Compulsory Liquidation, on the other hand, is when the court makes the decision to liquidate the company because it owes money it can't pay back to its creditors.
They are responsible for representing the company in court and fulfilling its debts. The liquidator also sells the company's movable or real estate through a public auction or any other method, unless otherwise stated in their appointment document. They may even sell the company's assets as a whole without the need for permission from partners or the company's general assembly.
When a company goes through liquidation, the liquidator will create a list of all the company's assets and debts. To do this, the company's managers or chairman of the board of directors must give the liquidator access to all the company's funds, accounts, books, and documents. This inventory will help the liquidator determine how to distribute the company's assets and settle its debts.

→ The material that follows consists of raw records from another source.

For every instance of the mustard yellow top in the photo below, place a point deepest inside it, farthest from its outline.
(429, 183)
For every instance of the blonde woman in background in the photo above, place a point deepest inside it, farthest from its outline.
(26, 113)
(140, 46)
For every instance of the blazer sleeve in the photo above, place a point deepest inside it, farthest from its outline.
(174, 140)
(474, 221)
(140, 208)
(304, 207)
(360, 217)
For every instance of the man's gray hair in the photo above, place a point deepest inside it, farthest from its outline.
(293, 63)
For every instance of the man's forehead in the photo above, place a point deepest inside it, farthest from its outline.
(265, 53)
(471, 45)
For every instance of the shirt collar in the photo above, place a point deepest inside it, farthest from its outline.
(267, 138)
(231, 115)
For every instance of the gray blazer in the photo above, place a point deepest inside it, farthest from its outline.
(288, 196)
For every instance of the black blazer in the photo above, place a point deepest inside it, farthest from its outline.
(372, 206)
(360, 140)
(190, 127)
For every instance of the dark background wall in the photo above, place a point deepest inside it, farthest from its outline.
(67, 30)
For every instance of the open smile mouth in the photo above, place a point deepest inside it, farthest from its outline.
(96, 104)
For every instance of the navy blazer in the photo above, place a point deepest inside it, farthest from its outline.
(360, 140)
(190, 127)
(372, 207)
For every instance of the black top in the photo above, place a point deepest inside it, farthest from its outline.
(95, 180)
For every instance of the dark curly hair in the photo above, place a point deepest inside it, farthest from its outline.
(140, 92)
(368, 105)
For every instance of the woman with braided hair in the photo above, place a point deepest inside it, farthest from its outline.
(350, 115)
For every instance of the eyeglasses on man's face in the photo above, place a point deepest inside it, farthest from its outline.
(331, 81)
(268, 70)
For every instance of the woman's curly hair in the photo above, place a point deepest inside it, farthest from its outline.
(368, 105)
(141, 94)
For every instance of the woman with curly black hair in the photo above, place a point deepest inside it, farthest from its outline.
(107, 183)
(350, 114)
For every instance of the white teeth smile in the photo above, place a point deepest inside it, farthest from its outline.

During the liquidation process, the liquidators in Dubai create a detailed list of the company's money and obligations. This list includes a budget and must be signed by the company's managers or chairman of the board of directors. The liquidator keeps a book to record all the liquidation work that is done.
The liquidator must inform all the creditors of the company in writing about the liquidation process and invite them to submit their claims. The notification should be published in two local newspapers, one in Arabic and the other in English, and should provide a grace period of at least 45 days for creditors to submit their claims. Once the debts are resolved, the liquidator will notify the creditors.
In company liquidation, a liquidator is responsible for representing the company in court and fulfilling its debts. They can sell the company's assets by public auction or other means unless otherwise stated in their appointment document. The liquidator can also sell the company's assets as a whole without approval from partners or the general assembly. Their duties also include preparing a list of the company's money and obligations and keeping a record of the liquidation work in a book.
During company liquidation, the liquidator must pay off the debts using the company's available funds. If there is not enough money to pay all debts, the liquidator must pay a proportion of these debts while ensuring that the rights of privileged creditors are not affected. Any debt that arises from the liquidation process should be given priority over other debts and paid using the company's funds.